I love this model of oven-cooked chicken thighs. I actually use my favorite Rice-A-Roni and complete the first steps before bring to a boil(toasting rice in butter, then adding water and seasonings)Then put that and whatever veggies I want in a Pyrex. Then placing the well seasoned thighs on top of the veggies so they barely touch the water, and the skin on top gets crispy. Also I cook at 375 or 425 depending on size of thighs and how crispy I want skin. Good stuff.
Good comfort food recipe. I spiced it up a bit by adding a 8 oz can of jalapeno tomato sauce, and it came out great.
I used skinless thighs that I breaded the top side of with italian bread crumbs. I also subtracted the bullion but added a can of cream of chicken soup, then only used about 1 1/2 cups of water, a tsp of salt , and a tbsp of italian seasoning. Delish!

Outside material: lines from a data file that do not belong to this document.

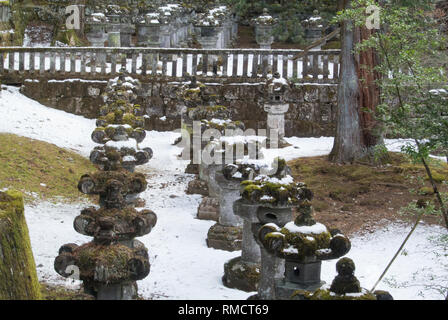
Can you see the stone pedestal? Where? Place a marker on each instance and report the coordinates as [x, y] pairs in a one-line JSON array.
[[126, 291], [114, 38], [97, 36], [126, 31], [209, 39], [276, 119], [264, 36], [272, 267], [209, 209], [243, 272], [227, 233]]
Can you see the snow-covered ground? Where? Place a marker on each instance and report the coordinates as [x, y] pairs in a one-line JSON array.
[[182, 265]]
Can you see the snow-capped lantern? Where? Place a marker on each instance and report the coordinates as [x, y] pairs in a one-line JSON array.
[[275, 93], [269, 198], [313, 27], [96, 29], [111, 263], [303, 244], [264, 29], [151, 30]]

This recipe is very very misleading. The ACTUAL time it takes to cook this recipe is about double or a little more. Also a lidded dish would have worked way better. I have little time to make meals after work and this wasted my time. The rice was completely uncooked as well as the chicken by the time the recipe said it was supposed to be ‘done’. It was undercooked and bland. Ended up ordering takeout instead because it was unfixable at that point. Don’t even bother with this one.
I have made this recipe several times. You can use shredded rotisserie chicken to make it faster. I added extra seasonings like garlic, onion powder, tumeric, red pepper flakes, black pepper, etc and covered with foil. The addition of mushrooms, carrots, and tomatoes from garden also helped
I used as a basic recipe. First I sautés my onions and rice in butter then added broth. I used half tsp of Cajun seasoning in rice. Seasoned the chicken with salt and more Cajun seasoning before putting on top of rice to bake. Pretty tasty.

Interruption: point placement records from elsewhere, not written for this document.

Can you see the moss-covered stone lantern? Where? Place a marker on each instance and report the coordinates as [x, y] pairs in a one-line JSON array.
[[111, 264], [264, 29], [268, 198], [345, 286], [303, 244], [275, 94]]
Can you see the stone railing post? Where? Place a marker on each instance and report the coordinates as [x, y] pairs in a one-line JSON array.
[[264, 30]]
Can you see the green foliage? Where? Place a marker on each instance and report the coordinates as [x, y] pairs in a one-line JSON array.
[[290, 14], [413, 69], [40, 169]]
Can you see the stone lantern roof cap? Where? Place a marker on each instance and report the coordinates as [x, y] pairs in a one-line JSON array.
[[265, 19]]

Season the chicken under the skin (or remove the skin if that’s your preference), either with Adobo, season salt or Mrs. Dash. Add fresh or frozen mixed veggies to the rice and increase the water by 1/2 to 1 cup. Cover tightly with foil and stir the rice halfway through cooking.

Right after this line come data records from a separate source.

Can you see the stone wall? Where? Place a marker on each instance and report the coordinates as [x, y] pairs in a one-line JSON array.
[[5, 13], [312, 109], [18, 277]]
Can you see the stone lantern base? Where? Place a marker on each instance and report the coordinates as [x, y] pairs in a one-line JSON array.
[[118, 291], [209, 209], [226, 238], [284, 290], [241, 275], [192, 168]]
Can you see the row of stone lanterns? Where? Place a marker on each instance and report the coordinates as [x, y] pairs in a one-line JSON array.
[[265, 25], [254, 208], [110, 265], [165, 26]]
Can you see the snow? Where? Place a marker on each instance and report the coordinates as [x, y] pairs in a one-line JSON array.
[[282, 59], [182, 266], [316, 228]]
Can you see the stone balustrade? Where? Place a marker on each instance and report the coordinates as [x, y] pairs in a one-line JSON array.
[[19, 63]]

This was just okay. Luckily, I used instant rice, so that part was tasty we thought. I cooked it at 375 for 55 minutes and it got to temp. But the recipe itself was vague and frustrating to follow.
Very good! I made some of the same changes that other posters mentioned. I added carrots and a splash of wine. Husband loves chicken and rice bake, but I find it rather bland. This was not. I browned 4 chicken thighs in olive oil with garlic salt for – 3 to 4 minutes. Removed from pan, cooked the carrots and onions. I followed the original recipe with the rice, water, bouillon and butter in the mix. Topped the rice mixture with the thighs and baked in 350 degree oven for 40 minutes. Delicious!
really good and easy. i have used pork chops for this one as well.
I used chicken broth , low salt, instead of bouillon and put lemon pepper spice on the chicken. Cooked it at 400 as it wasn’t even cooking the rice after 45 minutes at 350 in a convection oven. A big hit!
I found that my rice didn’t soak up the water even after baking for over an hour. I added some steamed broccoli for color and some seasoned salt on the chicken as another reviewer suggested. I will try baking at a higher temperature next time.
Instead of Italian seasoning I used salt, pepper and paprika. I also browned it before baking.
Simply chicken and rice. I substituted brown rice for white rice. I sautéed onion, celery, carrot and mushrooms with a little garlic. Then I added the rice and cooked it about 20 minutes before adding chicken. You can use any seasoning you like on the chicken. Lovely simple, but yummy recipe.
Too much water. Cut it back to 1 1/2 cups.